Caution: This model is much more inclined to output adult content than its predecessor and was tuned on data geared at both SFW and NSFW roleplaying. For mature audiences only. Always exercise all caution when using experimental finetunes and merges.

Llama-3.05-NT-Storybreaker-Ministral-70B

Is my first experiment in reverse-distillation of model capabilities of a smaller model onto a larger model.

mistralai/Ministral-8B-Instruct-2410 has some very novel RP behaviors that make it a very interesting choice as an RP model but at the end of the day it's still just an 8B model. So this model is an early attempt at instilling its positive qualities onto a larger and more capable model.

Starting Model:

This model began as Llama-3.05-Nemotron-Tenyxchat-Storybreaker-70B

The Dataset:

I created a custom single-turn RP dataset for the model.

I started out with the infamous 'leaked undislop' dataset.

I used a script to format the conversations into single-turn SillyTavern style roleplaying prompts.

I used another script to run those prompts through Ministral.

Finally using pattern matching I removed a lot of the formatting from the original prompts in order to aid with generalization.

The Training:

Using qlora-pipe I ran a qlora on Nemotron-Tenyxhcat-Storybreaker with the following notable parameters:

  • rank: 16
  • alpha: 32
  • dropout rate: 0.6
  • learning rate: 2e-6
  • epochs: 2

High Dropout Rate Training:

The atypically high dropout rate was chosen after some unreleased experimentation inspired by the Arxiv paper: Fine-tuning with Very Large Dropout (Jianyu Zhang, Léon Bottou)

Which prescribes the use of a very high dropout rate (0.9 in their case) as a method of improving out-of-distribution performance. Further discussion on various internet spaces regarding high dropout training lead to a recommendation of 0.6 as the ideal dropout rate for optimal fitting during finetuning.

Merging

The LoRA adapter was then merged with the original model and then the adapted model was SLERP merged back onto the original model at a 40/60 rate in order to blend the new behavior with the old.

Results:

The resulting model can be very 'sloppy' at higher temperatures due to the mating of the different 'slop' between Llama-3 and Ministral.

The following comparison on a single turn SillyTavern roleplay test is presented for subjective judgment as a result.

CAUTION: Mature Language/Themes

The comparison utilizes deterministic sampling to better illustrate the model differences.

I tried to construct the prompt template between Ministral and the Llama-3 (for both versions of Storybreaker) to be as close as possible but an exact match is not possible due to differences in structures between Mistral prompt formatting and Llama-3 prompt formatting.

While the results are entirely based on subjective preference I find the flow of action within the Ministral-Infused model to be less of a short loop like in the original model and more like a continuous advancing flow of actions as in the Ministral model.

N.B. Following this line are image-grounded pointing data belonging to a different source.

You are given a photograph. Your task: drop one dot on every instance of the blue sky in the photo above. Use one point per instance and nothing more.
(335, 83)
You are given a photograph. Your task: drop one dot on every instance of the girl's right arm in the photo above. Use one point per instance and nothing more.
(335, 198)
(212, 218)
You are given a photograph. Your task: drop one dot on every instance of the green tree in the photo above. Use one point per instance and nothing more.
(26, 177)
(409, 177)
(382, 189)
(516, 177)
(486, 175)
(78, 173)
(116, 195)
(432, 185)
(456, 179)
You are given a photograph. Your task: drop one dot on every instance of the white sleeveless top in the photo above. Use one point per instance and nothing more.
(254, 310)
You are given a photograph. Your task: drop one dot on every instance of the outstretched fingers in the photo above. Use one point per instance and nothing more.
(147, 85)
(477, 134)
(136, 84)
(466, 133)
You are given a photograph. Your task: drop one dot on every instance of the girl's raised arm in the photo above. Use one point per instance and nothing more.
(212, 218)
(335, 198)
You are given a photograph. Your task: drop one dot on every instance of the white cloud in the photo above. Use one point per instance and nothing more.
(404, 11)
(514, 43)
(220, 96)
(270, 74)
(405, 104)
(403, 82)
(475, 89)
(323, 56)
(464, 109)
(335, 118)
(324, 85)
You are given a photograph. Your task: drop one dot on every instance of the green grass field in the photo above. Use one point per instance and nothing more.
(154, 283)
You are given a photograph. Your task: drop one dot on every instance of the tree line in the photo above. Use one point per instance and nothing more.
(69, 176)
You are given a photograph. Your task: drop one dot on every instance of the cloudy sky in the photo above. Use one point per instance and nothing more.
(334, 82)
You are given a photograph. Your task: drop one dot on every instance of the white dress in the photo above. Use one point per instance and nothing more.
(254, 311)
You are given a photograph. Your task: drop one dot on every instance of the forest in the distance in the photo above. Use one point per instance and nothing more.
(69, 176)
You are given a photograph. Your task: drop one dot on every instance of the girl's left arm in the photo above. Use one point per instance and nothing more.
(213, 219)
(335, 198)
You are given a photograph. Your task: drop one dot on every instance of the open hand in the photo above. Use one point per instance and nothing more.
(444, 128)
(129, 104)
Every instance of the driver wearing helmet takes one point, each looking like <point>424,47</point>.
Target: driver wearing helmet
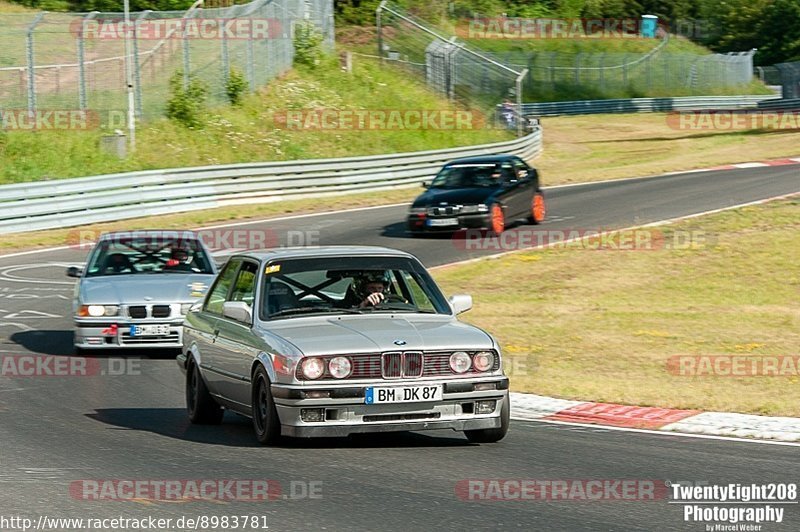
<point>180,259</point>
<point>371,288</point>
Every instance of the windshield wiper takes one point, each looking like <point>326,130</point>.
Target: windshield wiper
<point>312,310</point>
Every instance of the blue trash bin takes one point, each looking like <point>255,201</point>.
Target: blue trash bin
<point>649,25</point>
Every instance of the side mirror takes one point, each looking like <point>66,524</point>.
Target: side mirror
<point>460,303</point>
<point>237,310</point>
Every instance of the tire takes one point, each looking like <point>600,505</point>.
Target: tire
<point>266,424</point>
<point>497,219</point>
<point>538,209</point>
<point>492,435</point>
<point>201,407</point>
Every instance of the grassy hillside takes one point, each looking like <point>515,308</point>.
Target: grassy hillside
<point>249,132</point>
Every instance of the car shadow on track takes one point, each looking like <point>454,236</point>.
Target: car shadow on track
<point>237,431</point>
<point>59,343</point>
<point>398,230</point>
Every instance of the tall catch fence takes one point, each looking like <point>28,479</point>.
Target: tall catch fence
<point>789,79</point>
<point>77,60</point>
<point>464,71</point>
<point>455,70</point>
<point>659,69</point>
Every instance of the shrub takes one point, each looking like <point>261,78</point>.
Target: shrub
<point>235,87</point>
<point>186,105</point>
<point>307,44</point>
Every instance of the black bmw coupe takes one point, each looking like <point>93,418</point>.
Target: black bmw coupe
<point>484,192</point>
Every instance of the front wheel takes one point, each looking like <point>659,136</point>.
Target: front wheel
<point>492,435</point>
<point>202,408</point>
<point>265,416</point>
<point>497,219</point>
<point>538,209</point>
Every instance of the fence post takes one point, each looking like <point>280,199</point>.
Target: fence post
<point>31,72</point>
<point>602,65</point>
<point>624,71</point>
<point>249,62</point>
<point>83,100</point>
<point>185,44</point>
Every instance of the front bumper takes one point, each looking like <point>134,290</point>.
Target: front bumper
<point>346,412</point>
<point>418,224</point>
<point>117,335</point>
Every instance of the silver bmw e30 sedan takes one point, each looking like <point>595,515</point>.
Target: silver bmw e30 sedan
<point>331,341</point>
<point>136,288</point>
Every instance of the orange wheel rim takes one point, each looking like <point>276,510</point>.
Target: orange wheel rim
<point>498,221</point>
<point>538,208</point>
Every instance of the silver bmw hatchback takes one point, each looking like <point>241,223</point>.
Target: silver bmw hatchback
<point>331,341</point>
<point>136,288</point>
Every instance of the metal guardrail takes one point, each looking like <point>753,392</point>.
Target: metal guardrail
<point>783,104</point>
<point>72,202</point>
<point>645,105</point>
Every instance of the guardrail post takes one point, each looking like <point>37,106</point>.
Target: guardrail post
<point>31,67</point>
<point>137,66</point>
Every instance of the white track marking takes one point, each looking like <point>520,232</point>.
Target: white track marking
<point>660,432</point>
<point>6,271</point>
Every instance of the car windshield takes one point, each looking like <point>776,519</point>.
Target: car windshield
<point>468,175</point>
<point>302,287</point>
<point>148,255</point>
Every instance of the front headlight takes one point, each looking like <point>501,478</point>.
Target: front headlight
<point>340,367</point>
<point>460,362</point>
<point>472,209</point>
<point>97,311</point>
<point>313,368</point>
<point>483,361</point>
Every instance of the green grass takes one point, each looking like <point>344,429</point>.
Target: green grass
<point>601,325</point>
<point>249,132</point>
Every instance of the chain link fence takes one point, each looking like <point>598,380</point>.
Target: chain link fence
<point>466,72</point>
<point>655,71</point>
<point>789,79</point>
<point>77,60</point>
<point>457,71</point>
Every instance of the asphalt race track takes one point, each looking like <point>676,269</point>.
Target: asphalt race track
<point>126,421</point>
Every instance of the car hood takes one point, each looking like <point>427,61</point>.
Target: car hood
<point>460,196</point>
<point>369,334</point>
<point>144,288</point>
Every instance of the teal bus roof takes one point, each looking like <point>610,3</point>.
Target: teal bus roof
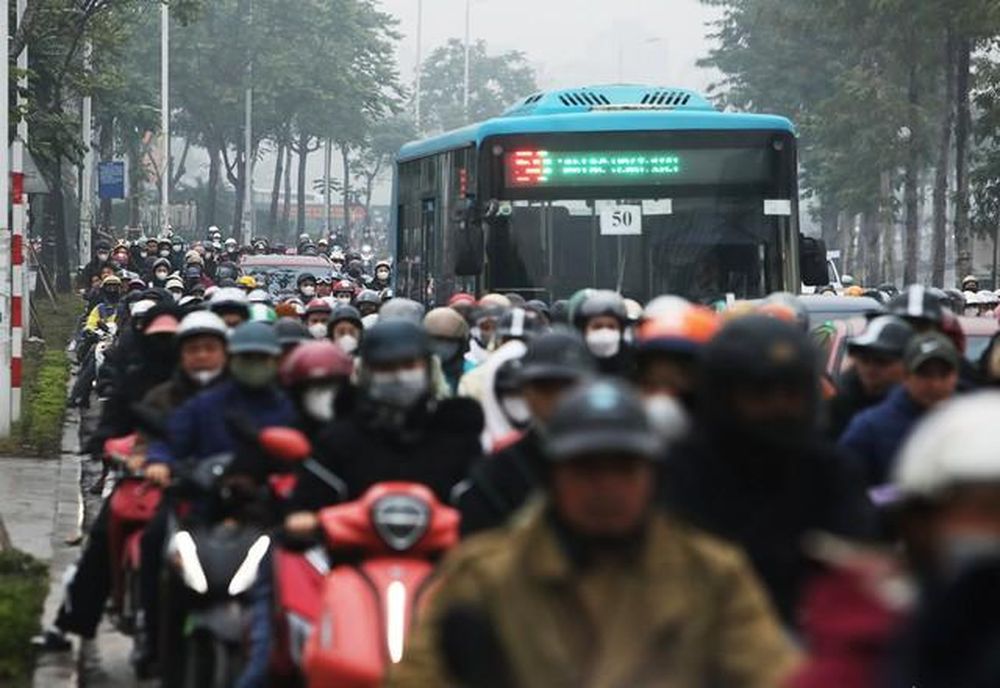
<point>594,121</point>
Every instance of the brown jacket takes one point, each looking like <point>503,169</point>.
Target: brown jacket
<point>690,613</point>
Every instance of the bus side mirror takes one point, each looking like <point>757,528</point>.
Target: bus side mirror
<point>469,240</point>
<point>812,262</point>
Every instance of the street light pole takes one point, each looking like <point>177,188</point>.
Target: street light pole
<point>165,116</point>
<point>468,26</point>
<point>248,210</point>
<point>420,59</point>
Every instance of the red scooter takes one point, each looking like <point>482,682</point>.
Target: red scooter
<point>133,502</point>
<point>380,554</point>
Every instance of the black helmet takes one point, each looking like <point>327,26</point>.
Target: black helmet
<point>395,340</point>
<point>603,302</point>
<point>342,312</point>
<point>886,335</point>
<point>916,302</point>
<point>518,323</point>
<point>603,415</point>
<point>254,338</point>
<point>291,331</point>
<point>558,355</point>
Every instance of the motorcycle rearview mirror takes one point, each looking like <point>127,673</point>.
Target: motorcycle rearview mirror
<point>286,444</point>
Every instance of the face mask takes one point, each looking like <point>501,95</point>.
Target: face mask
<point>255,375</point>
<point>517,411</point>
<point>445,349</point>
<point>667,415</point>
<point>203,378</point>
<point>318,403</point>
<point>347,343</point>
<point>402,388</point>
<point>604,343</point>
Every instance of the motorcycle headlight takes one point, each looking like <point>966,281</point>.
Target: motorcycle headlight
<point>246,574</point>
<point>187,559</point>
<point>401,520</point>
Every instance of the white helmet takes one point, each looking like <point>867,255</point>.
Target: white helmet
<point>955,445</point>
<point>201,322</point>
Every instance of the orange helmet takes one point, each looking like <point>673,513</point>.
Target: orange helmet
<point>682,330</point>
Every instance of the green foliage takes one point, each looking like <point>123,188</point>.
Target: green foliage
<point>23,586</point>
<point>495,82</point>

Surprisingly I feel the Ministral infused model also improves in both characterization and following the flow of the original scenario. It's much less baited into NSFW output by the jailbreak that is built into the prompt template.

Overall the model can be rather stingy with EOT tokens when used at higher temperatures and rather rigid at lower temperatures. Lowering the temperature definitely improves the 'slop' overall.

Possible Avenues for Improvement:

What I was able to do with the training was greatly limited by the VRAM limitations of my home setup. I feel the results could probably be improved with both a higher LoRA rank and higher sequence length.

The original dataset had over 8000 entires but about 25% of those had to be dropped during preprocessing on account of not fitting within the alotted sequence length.

If I had unlimited VRAM I would probably choose to do a full finetune on a much broader variety of context lengths as the dataset made for this experiment primarily simulated the model's response to the first human message in the conversation.

More training epochs could also potentially improve results. 2 epochs was chosen because it was what I could finish in a single day.

So far I've found it to be a fun model to role play with and definitely worth sharing but I can't gaurantee satisfactory results outside of the scope of training.